Decline and Fall by Evelyn Waugh
Decline and Fall by Evelyn Waugh
I loved all the books of Evelyn Waugh that I have read so far and three are included in the Modern Library top 100 books. Decline and Fall is not, even if it witty and very funny, like the other three which had been in my hand up to now.
With decline and Fall I was not lucky enough to find the book, an unabridged version. I listen to a BBC play based on it, with Jim Broadbent and Andrew Sachs. The former is a great actor admired in many films and the latter I knew from Fawlty Towers, where he plays a memorable Manuel:
“I know nothing, I come from Barcelona…Si, que, what, etc”
Paul Penny feather is the main character, who is expelled from Oxford for doing…nothing. Because he has no money, what was left by his father is withheld by a tutor; Pennyfeather has to take a job in a strange school. He falls in love with Margot Beste Chetwynde and from here his happiness goes up and…down. She turns out to be both his ascent and “Decline and Fall”.
There are all kind of twists to the tale: faked suicides, arrests and imprisonment. Characters range from the odd to the very eccentric.
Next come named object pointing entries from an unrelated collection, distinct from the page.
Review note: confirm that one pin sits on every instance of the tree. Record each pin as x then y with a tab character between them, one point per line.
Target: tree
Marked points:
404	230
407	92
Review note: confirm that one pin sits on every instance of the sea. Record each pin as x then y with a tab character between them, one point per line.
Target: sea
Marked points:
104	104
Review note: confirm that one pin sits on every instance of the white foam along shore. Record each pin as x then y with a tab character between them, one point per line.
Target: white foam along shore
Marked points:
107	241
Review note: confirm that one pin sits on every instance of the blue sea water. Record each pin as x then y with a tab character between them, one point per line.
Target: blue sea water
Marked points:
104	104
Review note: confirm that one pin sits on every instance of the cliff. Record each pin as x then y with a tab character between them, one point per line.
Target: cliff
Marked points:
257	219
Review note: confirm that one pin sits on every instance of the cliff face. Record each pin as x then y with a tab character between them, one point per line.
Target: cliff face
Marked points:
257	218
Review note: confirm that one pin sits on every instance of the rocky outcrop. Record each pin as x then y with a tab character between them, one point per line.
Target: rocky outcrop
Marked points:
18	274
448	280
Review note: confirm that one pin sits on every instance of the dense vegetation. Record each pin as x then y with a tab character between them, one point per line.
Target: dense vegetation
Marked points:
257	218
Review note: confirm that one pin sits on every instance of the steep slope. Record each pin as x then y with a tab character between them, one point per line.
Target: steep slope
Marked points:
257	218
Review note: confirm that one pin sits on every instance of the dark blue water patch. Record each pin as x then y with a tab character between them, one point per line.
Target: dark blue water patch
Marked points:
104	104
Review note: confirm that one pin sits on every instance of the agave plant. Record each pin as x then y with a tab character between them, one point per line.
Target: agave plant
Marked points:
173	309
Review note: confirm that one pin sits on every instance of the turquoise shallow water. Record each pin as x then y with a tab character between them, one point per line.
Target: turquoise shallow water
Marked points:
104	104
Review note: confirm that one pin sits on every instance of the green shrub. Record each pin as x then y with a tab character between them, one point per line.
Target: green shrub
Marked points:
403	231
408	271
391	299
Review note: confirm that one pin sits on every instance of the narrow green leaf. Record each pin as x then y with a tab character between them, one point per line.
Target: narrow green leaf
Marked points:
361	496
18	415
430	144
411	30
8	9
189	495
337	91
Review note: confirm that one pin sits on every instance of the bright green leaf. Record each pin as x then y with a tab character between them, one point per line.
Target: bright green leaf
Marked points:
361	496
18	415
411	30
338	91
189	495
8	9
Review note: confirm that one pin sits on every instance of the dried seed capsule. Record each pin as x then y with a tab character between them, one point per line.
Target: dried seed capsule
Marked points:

We even have some explanations for modern art, architecture: they all need to be machines, machines for living in, machines for pleasure and so on.
Paul is supposed to get married, but has to travel to France on the day before and…I will stop here, to let you enjoy all the surprises, even if the main strength I would say is the humor and not the detective character of the story, which is there and does add spice to a very good work.
I love Evelyn Waugh and I found Brideshead Revisited, Scoop and A Handful of Dust to be fabulous.